Implement grouping by continuous equivalence from MySQL in one line

 

This grouping is based on comparing the field values of the previous row to produce a new group when changes occur. SQL only supports equivalent grouping. In order to realize this kind of orderly grouping, we have to transform the data into equivalent grouping after several times. Take the new MySQL that supports window functions as an example. It goes through three steps:

1.  Get the change flag field. Get the field value of the previous row through the window function lag, flag = 1 if change occurs, otherwise it is 0;

2.  Add up the flag field to get the ACC field. Add from the first row to the current row, and it also needs to be achieved by using window function: sum(flag)…BETWEEN ROWS UNBOUNDED AND CURRENT ROW;

3.  According to the field of ACC, the general equivalent grouping can be done.
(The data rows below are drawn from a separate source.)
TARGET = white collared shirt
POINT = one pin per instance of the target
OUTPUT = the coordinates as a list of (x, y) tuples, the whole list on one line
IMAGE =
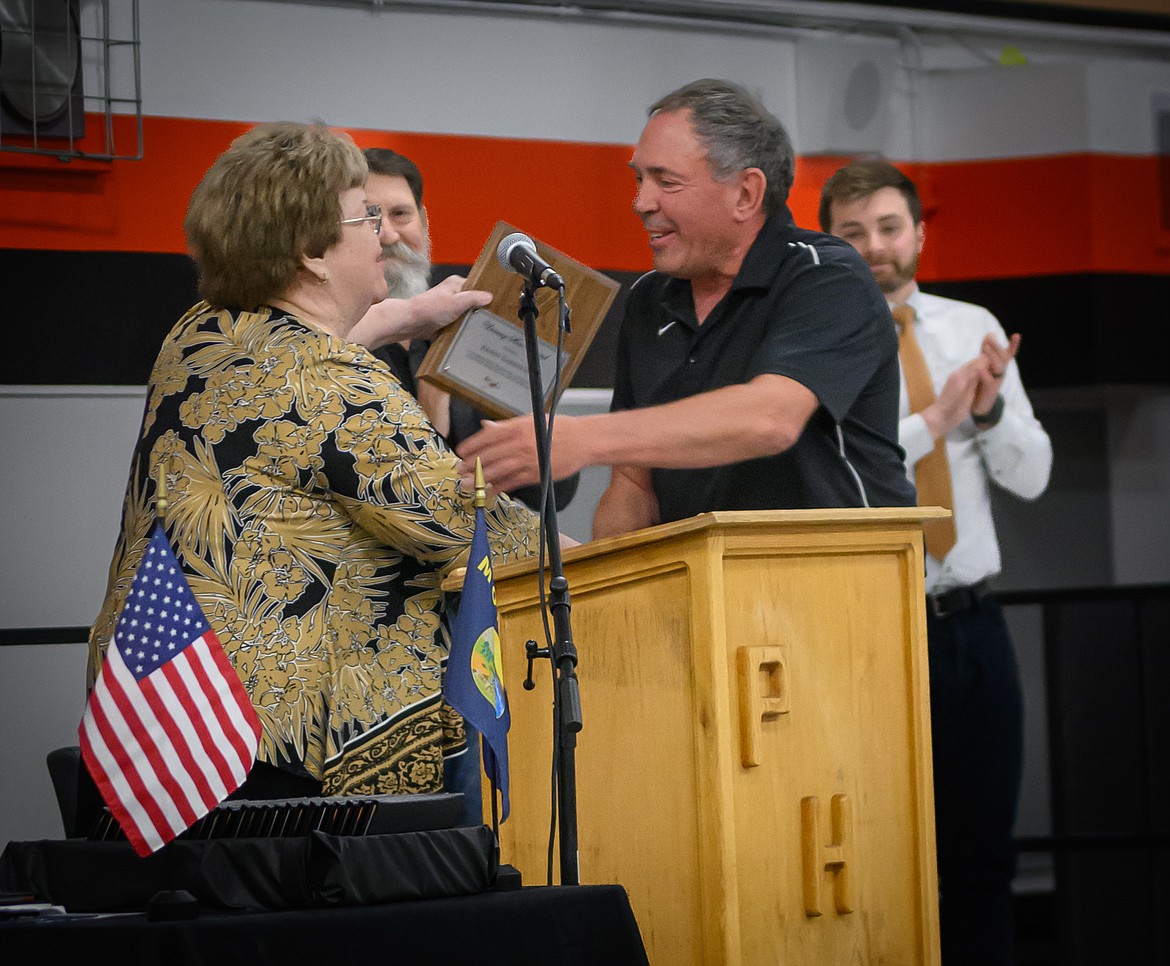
[(1016, 454)]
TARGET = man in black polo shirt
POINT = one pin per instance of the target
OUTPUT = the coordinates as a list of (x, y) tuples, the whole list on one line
[(757, 366)]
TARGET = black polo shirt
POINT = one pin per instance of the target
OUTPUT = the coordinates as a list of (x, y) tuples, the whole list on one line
[(804, 305)]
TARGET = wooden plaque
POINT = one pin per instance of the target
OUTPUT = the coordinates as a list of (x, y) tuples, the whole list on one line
[(481, 357)]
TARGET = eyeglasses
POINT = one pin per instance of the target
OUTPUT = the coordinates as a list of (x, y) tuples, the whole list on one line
[(373, 215)]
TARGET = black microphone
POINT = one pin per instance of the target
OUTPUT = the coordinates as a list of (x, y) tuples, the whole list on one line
[(517, 253)]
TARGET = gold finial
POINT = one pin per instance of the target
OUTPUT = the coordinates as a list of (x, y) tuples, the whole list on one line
[(160, 501), (481, 488)]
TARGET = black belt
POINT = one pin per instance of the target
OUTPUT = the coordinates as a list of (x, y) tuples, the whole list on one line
[(959, 599)]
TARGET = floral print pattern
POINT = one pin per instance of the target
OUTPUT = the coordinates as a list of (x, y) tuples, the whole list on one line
[(314, 510)]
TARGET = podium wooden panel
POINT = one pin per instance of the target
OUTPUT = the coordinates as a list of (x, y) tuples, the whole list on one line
[(790, 639)]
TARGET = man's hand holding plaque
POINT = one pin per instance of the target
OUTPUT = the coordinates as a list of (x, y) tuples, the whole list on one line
[(481, 357)]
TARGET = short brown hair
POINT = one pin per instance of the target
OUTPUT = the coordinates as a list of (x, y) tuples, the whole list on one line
[(738, 132), (267, 201), (861, 179), (383, 160)]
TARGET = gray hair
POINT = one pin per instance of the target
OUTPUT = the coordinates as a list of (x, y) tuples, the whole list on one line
[(738, 132)]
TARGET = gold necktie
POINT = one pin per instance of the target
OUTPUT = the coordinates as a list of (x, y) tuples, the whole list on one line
[(931, 473)]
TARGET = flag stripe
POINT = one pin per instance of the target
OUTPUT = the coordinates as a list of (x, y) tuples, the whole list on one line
[(128, 768), (191, 774)]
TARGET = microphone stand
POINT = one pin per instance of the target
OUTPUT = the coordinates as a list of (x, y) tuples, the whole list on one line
[(566, 702)]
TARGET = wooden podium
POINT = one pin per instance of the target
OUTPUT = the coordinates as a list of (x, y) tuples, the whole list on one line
[(755, 759)]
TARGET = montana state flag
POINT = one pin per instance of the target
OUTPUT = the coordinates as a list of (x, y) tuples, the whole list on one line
[(474, 683)]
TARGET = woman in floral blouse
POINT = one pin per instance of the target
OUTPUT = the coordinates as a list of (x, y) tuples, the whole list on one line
[(312, 506)]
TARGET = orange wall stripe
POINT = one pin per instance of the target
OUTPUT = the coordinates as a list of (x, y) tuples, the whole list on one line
[(990, 219)]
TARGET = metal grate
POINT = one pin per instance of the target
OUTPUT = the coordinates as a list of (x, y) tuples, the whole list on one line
[(70, 78)]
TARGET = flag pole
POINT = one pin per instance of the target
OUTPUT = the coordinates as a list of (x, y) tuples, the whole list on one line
[(480, 502), (160, 501), (173, 904)]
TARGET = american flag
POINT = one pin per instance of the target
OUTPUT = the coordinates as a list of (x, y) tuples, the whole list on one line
[(169, 731)]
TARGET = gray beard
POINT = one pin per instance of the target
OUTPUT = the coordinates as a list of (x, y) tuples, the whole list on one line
[(407, 271)]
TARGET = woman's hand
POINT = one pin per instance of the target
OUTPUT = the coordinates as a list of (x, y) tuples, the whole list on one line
[(421, 317)]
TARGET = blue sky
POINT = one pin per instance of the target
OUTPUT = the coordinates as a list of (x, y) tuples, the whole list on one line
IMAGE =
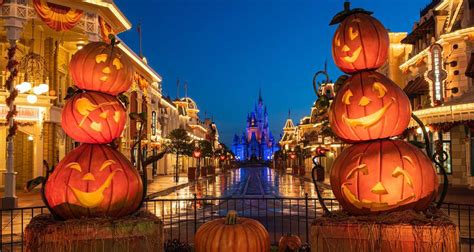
[(227, 49)]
For MySQL without window functions in the early days, it could be realized theoretically, which is more complex, so I won't go into details.

 

This kind of orderly grouping would be very simple if written in SPL language. With the @o option of group operation, you can finish it in one line:

=connect(”mysqlDB”).query(“select * from t”).group@o(f)

After the grouping operation, the sequence table B of two-tier structure is obtained. For the second layer of grouped subsets, it is easy to do any calculation:

=B.max(~.len())      Get the number of rows in the maximum group;

=B.(~.new(f,avg(f2))).conj()    Get the average value of f2 of each group;

=B.(~.sort@z(f2).m(to(3))).conj()  Take out the three largest rows of f2 of each group;

 

In addition to continuous equivalence grouping, there are more general ordered conditional grouping. For example, when the difference between the current row and the previous row is greater than 10, a new group will be generated:

=connect(”mysqlDB”).query(“select * from t”).group@i(f>~[-1].f+10)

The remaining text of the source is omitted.